Jigging is my favourite method of catching perch and the term ‘jigging’ covers a wide variety of different baits – but almost always involves using soft plastic lures that require mounting on a jig hook – one that is weighted towards the eye. I really love fishing the Perch Lure Kit, which contains two different types of bait that are perfect for jigging, as well as the appropriate jig hooks.

These baits have proven effective for all predatory species so I would recommend the use of a wire trace unless you’re certain that there are no pike present. You simply mount your chosen lure on the hook, cast it out and ‘jig’ or bounce it along the bottom. For me the absolute key to this technique is not to allow any slack to form in the braid between the rod tip and bait, even while the lure is falling, as this can prevent you from feeling delicate takes from wary fish.

Also, you shouldn’t be afraid of leaving the bait static on the lake or river bed for a few seconds – it always amazes me how many takes I get when the lure isn’t moving! The key is to always be in direct contact with the lure – if you can’t feel the lure then you won’t feel the takes! The technique requires similar line strengths to dropshot fishing but I would recommend a rod with a hollow but forgiving tip, such as the MPP Softlure Rod which provides the angler with unparalleled sensitivity with light to medium-sized jigs.

Swimbaits/Tailbaits

The rise of swimbaits and tailbaits has made the art of imitating bait fish easier than ever before for the pike angler. Gone are the days of having to perfect the art of imparting action to a lure – with swim and tail baits you just cast, wind and set the hooks on pike that just can’t resist!

Swimbaits, like the awesome 3D Roach and Trout, continue to take countless UK pike, down to their super-realism and ease of use. Tailbaits like the Real Eel can be fished at fast speed when the pike are charged up in the autumn and around spawning time, or slowly and methodically along the deck during the winter months. Casting these heavier lures requires heavier kit: 25-50lb braid and rods like the Roadrunner XLNT 4pc can punch these bigger baits far into the distance and give you the best chance of setting the hooks in hard-mouthed pike.

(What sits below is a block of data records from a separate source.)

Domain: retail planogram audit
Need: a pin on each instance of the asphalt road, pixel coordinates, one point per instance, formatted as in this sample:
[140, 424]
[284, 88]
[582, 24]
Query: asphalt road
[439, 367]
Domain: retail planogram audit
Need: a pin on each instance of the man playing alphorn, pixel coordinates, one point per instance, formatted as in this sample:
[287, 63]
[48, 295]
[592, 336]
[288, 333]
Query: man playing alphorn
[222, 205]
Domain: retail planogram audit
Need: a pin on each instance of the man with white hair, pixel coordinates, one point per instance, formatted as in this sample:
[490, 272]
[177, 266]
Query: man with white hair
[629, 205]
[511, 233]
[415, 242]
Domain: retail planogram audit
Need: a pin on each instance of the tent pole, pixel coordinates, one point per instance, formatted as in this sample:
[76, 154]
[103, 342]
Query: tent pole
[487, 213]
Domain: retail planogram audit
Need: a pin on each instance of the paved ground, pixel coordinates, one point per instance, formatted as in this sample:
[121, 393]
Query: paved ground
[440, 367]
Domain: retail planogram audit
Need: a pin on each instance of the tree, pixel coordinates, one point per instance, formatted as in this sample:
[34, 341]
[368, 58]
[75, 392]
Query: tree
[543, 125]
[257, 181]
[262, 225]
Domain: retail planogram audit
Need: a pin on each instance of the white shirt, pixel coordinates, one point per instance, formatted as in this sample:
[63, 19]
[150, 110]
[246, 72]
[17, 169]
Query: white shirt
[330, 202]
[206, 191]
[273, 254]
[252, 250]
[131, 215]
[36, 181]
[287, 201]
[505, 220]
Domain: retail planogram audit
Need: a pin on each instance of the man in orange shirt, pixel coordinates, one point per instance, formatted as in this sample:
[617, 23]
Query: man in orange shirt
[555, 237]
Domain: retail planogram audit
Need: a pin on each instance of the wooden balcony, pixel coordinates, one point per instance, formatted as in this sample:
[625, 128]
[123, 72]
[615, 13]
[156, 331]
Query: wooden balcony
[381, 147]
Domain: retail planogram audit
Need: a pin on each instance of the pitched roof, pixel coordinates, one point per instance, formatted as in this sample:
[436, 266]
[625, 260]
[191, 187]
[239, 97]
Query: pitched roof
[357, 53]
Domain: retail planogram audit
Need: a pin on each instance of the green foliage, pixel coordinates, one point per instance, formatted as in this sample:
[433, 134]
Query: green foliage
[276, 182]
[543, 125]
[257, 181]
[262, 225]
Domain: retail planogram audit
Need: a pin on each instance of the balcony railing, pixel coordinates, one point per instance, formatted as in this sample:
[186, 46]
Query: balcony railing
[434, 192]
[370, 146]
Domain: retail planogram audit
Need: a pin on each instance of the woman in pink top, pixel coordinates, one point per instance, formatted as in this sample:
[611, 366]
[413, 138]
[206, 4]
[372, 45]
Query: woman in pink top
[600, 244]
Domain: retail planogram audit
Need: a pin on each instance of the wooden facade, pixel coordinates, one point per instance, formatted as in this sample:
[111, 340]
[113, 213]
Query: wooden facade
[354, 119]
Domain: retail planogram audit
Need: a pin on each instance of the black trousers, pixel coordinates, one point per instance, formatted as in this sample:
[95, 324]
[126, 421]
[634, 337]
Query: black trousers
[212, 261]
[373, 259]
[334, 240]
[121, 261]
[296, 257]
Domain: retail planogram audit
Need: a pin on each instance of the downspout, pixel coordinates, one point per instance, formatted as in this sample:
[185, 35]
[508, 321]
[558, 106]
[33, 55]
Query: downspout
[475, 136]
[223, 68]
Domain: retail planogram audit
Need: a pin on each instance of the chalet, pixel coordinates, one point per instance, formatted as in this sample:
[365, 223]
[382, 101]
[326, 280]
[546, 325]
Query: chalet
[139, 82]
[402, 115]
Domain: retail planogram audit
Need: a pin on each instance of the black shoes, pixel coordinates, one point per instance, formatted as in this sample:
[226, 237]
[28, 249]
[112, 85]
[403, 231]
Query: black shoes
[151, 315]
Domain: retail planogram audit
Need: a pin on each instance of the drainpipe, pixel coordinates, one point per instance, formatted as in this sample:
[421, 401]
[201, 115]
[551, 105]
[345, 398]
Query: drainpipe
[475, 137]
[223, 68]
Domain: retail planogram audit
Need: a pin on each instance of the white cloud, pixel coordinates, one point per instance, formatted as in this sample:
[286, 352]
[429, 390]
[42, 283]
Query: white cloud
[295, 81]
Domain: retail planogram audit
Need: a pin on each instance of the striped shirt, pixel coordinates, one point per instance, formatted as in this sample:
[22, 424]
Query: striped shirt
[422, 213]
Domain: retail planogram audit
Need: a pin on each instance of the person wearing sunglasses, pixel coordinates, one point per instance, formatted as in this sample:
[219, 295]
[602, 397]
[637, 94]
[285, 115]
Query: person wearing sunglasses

So there we are – my three favourite methods for luring winter predators! Of course alongside these kit items you’ll need long forceps, a large net and an unhooking mat on which to lay your prize. If you’re fishing the Savage lures I’ve detailed then I’d also be taking a friend along with you as you’ll need somebody to take all the fish photos for you!

I wish you all a safe, productive and fruitful season, and look forward to meeting one of you for a one-to-one session on Lake Savage as part of the competition prize through Sportfish!